L’examen des différentes méthodes possibles montre que du point de vue de ceux et celles qui ont été victimes de sévices dans des établissements pendant leur enfance, chaque méthode est susceptible d’amélioration. Voici certaines observations qui se dégagent des recherches de la Commission :

Les enquêtes policières :
  • Les policiers devraient compter sur le fait que les victimes offriront leur concours à la suite d’un appel lancé par les médias plutôt que de se présenter au domicile ou au bureau des victimes sans y avoir été invités et sans s’être annoncés;
  • Lorsqu’ils réalisent des entrevues avec des victimes, les policiers devraient se faire accompagner de personnes qui savent comment agir lorsque les réponses à leurs questions sont source de traumatisme ou encore, être formés pour pouvoir y faire face eux-mêmes;
  • Les policiers devraient réduire au minimum le nombre des entrevues avec une personne;
  • Les victimes devraient pouvoir exercer un choix en ce qui concerne le sexe ou la race de la personne qui les interroge.

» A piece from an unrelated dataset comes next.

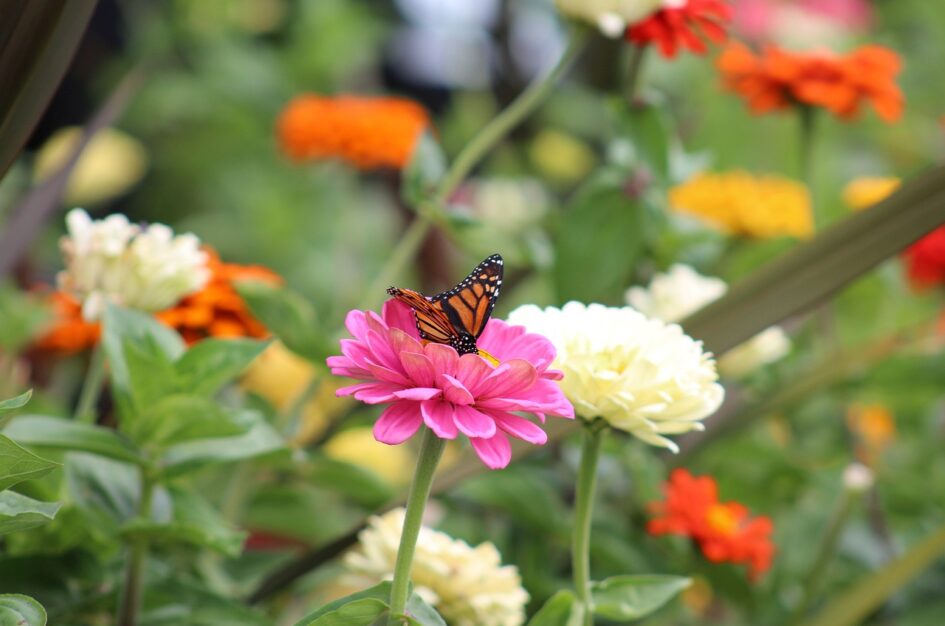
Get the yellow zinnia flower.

    Les enquêtes publiques :
  • Les personnes touchées par les violences devraient prendre part à l’établissement des paramètres de l’enquête;
  • Il faut trouver l’équilibre entre la nécessité de sensibiliser le public à ce qui s’est passé dans ces établissements et le respect de la vie privée des victimes et témoins, peut-être en donnant à ces derniers la possibilité d’un témoignage privé.

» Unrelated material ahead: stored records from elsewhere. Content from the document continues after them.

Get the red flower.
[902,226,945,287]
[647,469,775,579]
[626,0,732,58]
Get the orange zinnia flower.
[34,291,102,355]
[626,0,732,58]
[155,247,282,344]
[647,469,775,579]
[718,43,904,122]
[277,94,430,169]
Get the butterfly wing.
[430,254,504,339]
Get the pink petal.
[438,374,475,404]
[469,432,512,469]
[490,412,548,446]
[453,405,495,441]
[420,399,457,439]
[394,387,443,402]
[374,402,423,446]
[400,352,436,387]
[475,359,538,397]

    Les procès criminels :
  • Les témoins à charge doivent recevoir des renseignements adéquats sur le déroulement du procès avant le début de l’instance ainsi qu’un soutien suffisant pendant et après l’instance;
  • Une aide financière devrait être offerte afin que les victimes puissent participer au procès à titre de témoins;
  • Dans des circonstances particulières, les témoins devraient être autorisés à témoigner derrière un écran qui les soustrait au regard du prévenu.
    Les actions civiles :
  • Il faut réduire les longs retards et les frais élevés que supposent les actions civiles;
  • Il devrait y avoir des possibilités de médiation.
    Les programme de réparation :
  • Les victimes ou leurs représentants devraient être associés à la conception de ces programmes;
  • Les personnes admissibles à ces programmes ne devraient pas être tenues de renoncer à leur droit d’intenter des poursuites ou d’exercer d’autres recours jusqu’à ce que tous les détails du programme soient connus et leur aient été présentés d’une manière impartiale.
  • ÉLÉMENT DE DISCUSSION :
    Quelles autres améliorations ou modifications pourraient être apportées aux méthodes de réparation?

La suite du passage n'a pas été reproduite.